Par contre, deux questions agitent partout le débat sur la violence parmi les moyens de lutter. D’abord, la violence est-elle légitime ? Ensuite, est-elle efficace ? La première question se pose beaucoup moins en Grèce qu’en France. La légitimité de recourir à des moyens violents pour détruire un rapport de force inégalitaire qui est extrêmement violent et dévastateur ne souffre d’aucune hésitation pour la plupart des compagnons d’Héraklion à Thessalonique. Il s’agit de légitime défense, tout simplement. Par contre, il y a débat quant à l’efficacité de cette option. Durant les années 2000, le mouvement antiautoritaire (AK), composé d’anarchistes et d’antiautoritaires a parfois utilisé la violence, puis il a choisi d’y renoncer. Certains mouvements anarchistes en Grèce ne se gênent pas pour continuer à battre le pavé avec des sacs entiers de cocktails Molotov et d’éclats de marbre, pendant que des groupuscules caressent même l’espoir d’atteindre physiquement les hauts-responsables. A l’inverse, d’autres groupes libertaires refusent toute forme de violence, mais usent souvent de violences verbales quand il s’agit de qualifier leurs homologues de hooligans et de sous-estimer exagérément leur nombre et leur impact durant les nuits d’émeutes à Exarcheia ou ailleurs. Car même chez les non-violents, il existe des rapports de force et des coups en douce dignes de ceux qu’ils prétendent infréquentables. Bref, la violence divise parfois, mais heureusement assez peu. Car on ne sait jamais, en réalité, ce qui va faire changer le cours des choses. Chacun s’exerce, agit là où il peut, selon ses convictions, et cherche le point de rupture qui va peut-être faire basculer une situation.

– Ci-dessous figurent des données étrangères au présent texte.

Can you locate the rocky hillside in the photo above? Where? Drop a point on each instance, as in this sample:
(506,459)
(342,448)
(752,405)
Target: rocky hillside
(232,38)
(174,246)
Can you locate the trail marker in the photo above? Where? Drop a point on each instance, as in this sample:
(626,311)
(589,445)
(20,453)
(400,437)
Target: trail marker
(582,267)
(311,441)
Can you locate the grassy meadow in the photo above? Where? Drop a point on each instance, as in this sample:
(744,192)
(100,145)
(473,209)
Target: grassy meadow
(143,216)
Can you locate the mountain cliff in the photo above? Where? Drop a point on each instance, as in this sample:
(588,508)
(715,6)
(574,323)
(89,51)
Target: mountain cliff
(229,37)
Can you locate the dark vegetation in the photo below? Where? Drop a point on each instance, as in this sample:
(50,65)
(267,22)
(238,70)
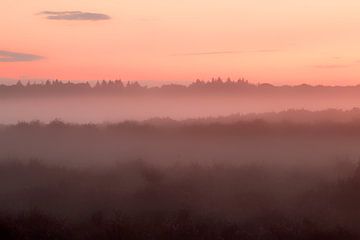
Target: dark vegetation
(164,179)
(216,86)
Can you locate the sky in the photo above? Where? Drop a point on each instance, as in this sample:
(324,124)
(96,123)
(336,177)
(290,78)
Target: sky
(274,41)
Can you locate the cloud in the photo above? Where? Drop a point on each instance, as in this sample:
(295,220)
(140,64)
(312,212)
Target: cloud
(7,56)
(75,16)
(225,52)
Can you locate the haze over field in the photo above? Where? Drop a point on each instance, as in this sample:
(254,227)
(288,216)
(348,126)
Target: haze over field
(114,123)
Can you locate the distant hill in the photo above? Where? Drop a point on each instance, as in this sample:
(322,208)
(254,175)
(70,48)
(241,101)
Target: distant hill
(213,87)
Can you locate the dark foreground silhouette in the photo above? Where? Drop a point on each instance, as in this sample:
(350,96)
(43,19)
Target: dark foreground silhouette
(139,201)
(164,179)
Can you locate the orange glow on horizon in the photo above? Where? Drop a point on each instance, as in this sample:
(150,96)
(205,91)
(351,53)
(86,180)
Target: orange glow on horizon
(281,42)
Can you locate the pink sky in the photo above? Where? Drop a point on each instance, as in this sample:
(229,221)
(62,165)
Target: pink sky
(276,41)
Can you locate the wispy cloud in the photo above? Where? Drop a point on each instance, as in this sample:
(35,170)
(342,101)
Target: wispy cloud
(225,52)
(75,15)
(7,56)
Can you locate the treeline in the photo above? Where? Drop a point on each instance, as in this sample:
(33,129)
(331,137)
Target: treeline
(118,87)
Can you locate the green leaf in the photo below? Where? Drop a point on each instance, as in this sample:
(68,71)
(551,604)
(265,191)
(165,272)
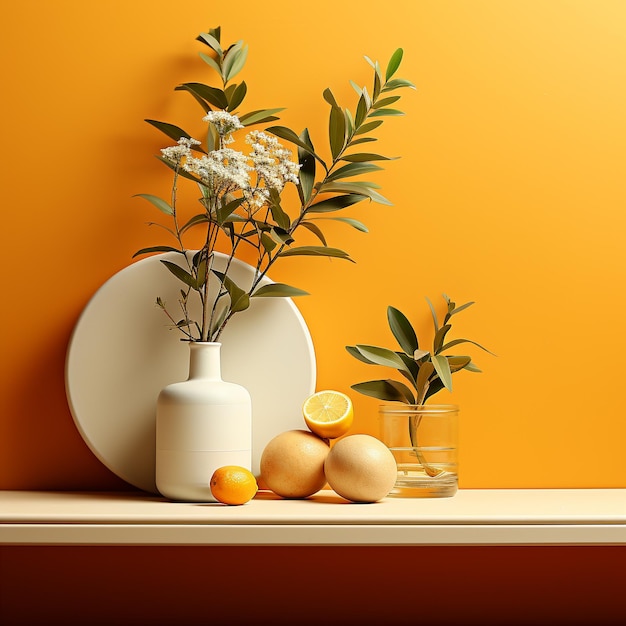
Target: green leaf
(434,314)
(316,251)
(385,390)
(226,210)
(258,117)
(239,299)
(337,203)
(330,98)
(315,229)
(456,342)
(386,113)
(397,83)
(377,81)
(346,220)
(200,218)
(280,217)
(160,204)
(173,132)
(440,336)
(212,95)
(181,274)
(281,236)
(286,133)
(354,142)
(442,367)
(458,362)
(402,330)
(357,187)
(366,128)
(353,169)
(356,88)
(237,96)
(307,169)
(365,156)
(426,370)
(210,61)
(361,109)
(211,41)
(234,60)
(336,131)
(357,355)
(267,242)
(156,249)
(385,102)
(458,309)
(279,290)
(394,64)
(383,356)
(435,386)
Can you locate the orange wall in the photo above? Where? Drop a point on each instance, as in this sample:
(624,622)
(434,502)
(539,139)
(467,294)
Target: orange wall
(510,192)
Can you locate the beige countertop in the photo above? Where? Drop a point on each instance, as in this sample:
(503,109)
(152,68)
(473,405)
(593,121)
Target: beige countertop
(471,517)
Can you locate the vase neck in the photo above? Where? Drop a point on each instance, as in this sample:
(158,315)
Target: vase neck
(204,360)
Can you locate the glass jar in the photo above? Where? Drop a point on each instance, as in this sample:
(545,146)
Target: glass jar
(424,442)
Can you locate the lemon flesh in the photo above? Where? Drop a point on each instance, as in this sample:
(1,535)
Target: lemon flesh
(328,414)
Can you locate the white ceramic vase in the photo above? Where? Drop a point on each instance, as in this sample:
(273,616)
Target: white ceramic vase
(202,423)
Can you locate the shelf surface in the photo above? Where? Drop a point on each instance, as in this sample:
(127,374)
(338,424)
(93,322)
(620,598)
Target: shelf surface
(471,517)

On peut observer, par exemple, que sur le Testet, c’est finalement suite à un rapport de force violent que la situation a été retournée et que les travaux ont été suspendus sine die. Plus précisément, c’est parce qu’il y a eu des combats plus intenses qu’à l’accoutumée, avec des conséquences dramatiques, que s’est démasqué le pouvoir dans sa toute-puissance et sa violence démesurée. Je ne dis pas que la violence est une solution pour autant, mais je dis simplement que, selon les territoires et les époques, des façons d’agir très diverses ont permis de retourner les situations. On ne peut pas balayer d’un revers de la main toute l’histoire des luttes sociales et des combats pour la liberté. De plus, la violence matérielle (briser les vitres d’une banque, chose courante en Grèce et en Espagne) n’a rien à voir avec la violence physique sur autrui. Chaque degré porte une signification très différente, contrairement à ce que prétend le pouvoir qui entretient volontairement la confusion, tout en s’octroyant le droit de violenter quotidiennement de ses bras armés les populations soumises qu’il a symboliquement amputées ».